In the end, what’s the bottom line? Somebody has PAD like this woman. She has diabetes. She may even have an issue with HFpEF [heart failure with preserved ejection fraction] or volume overload, and you’re wanting to start an SGLT2 inhibitor. Her glucose needs better control. Is it an issue if she has PAD? Is it an issue if she has PAD with a history of amputation? Do you think there is any concern there anymore?
Marc Bonaca, MD, MPH: Thanks, Deepak. It’s been an interesting evolution because, as you said, the data in the CANVAS trial were pretty strong no matter how you sliced it. The CREDENCE trial followed with the same compound, albeit with careful attention paid to foot hygiene, and it may have excluded some patients with extremely high risk who were in the throes of critical limb ischemia. There’s no signal there, nor have any other trials. There’s no signal with dapagliflozin. As you said, in the SCORED trial and the SOLOIST trial, there was no signal.

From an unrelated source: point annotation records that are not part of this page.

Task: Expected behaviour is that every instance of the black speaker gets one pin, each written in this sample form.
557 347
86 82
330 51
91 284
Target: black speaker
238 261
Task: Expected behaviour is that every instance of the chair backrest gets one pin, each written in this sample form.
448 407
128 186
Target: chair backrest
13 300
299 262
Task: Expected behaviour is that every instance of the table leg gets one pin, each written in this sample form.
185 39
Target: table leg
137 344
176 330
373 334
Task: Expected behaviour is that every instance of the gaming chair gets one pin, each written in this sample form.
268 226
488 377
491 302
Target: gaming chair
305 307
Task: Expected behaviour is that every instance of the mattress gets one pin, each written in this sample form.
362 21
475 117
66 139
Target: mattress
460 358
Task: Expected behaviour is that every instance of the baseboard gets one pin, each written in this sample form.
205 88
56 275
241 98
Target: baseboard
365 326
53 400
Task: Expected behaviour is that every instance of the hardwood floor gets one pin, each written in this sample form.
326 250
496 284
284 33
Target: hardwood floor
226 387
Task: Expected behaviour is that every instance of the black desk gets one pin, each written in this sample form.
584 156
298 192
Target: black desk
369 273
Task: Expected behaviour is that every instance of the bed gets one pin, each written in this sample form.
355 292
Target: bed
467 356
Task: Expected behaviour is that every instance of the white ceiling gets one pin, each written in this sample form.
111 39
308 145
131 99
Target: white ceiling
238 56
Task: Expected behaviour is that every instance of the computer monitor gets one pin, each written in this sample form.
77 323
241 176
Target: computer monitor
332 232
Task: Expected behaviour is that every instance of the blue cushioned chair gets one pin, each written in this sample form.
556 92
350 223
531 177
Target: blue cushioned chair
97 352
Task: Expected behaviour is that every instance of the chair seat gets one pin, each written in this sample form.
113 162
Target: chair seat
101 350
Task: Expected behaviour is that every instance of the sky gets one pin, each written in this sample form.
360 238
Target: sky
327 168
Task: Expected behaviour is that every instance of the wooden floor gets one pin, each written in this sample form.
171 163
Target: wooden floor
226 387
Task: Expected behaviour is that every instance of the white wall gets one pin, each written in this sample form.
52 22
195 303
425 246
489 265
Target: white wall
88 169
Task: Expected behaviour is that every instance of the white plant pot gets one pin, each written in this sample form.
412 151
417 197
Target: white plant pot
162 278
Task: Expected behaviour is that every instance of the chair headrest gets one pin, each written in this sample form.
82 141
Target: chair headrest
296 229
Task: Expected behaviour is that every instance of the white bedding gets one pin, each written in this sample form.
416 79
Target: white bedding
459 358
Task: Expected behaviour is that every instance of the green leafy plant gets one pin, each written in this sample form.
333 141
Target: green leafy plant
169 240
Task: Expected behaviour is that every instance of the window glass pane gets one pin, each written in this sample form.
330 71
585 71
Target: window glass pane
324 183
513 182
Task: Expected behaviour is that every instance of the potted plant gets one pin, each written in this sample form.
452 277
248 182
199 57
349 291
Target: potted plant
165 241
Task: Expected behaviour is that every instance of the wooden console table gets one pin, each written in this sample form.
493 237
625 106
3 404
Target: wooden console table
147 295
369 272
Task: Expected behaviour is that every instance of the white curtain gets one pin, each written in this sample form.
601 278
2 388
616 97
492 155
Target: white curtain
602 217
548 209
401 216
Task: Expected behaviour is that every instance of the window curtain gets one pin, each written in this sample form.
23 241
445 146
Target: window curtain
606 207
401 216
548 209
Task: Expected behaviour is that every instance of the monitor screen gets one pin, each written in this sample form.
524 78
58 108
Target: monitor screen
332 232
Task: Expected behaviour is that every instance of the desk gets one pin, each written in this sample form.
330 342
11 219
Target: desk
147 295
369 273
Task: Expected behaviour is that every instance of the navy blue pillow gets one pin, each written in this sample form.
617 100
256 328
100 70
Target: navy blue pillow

My takeaway is that these are important drugs. They have important, broad benefits. Particularly for heart failure and for renal function, we should not deny our patients with PAD access to these agents. If I have a patient who’s in the midst of an admission for critical limb ischemia with threatened tissue loss, I might not choose to start at that moment. I might stabilize them and start it as an outpatient when the limb is no longer threatened.
I don’t necessarily have a good basis to say that it would be harmful, but I might choose a more stable setting. Even if they have history of amputation, I would use them. Patients with PAD, in fact, are probably at higher risk of renal complications and heart failure. Even without these agents, those with diabetes are probably going to benefit in absolute terms, maybe even more than other patients would benefit. I use them, but I encourage careful foot hygiene, and I’m cautious with patients who are in the setting of a threatened limb.
Deepak Bhatt, MD, MPH: That’s good advice in general for patients with PAD. We hadn’t mentioned it before, but good foot hygiene, especially in this person with diabetes, at least an annual visit with the podiatrist, would probably be a good idea. With those precautions, SGLT2 inhibitors can be useful drugs in these patients. As you said, if somebody has critical limb ischemia or is otherwise critically ill, generally speaking, that’s not the time to start an SGLT2 inhibitor anyway. Of course, an adverse effect of these drugs is diabetic ketoacidosis [DK], and it can occur even at ranges of glucose where we don’t typically think of DK even through the 150 to 200 mg/dL range. Like every drug, there needs to be caution.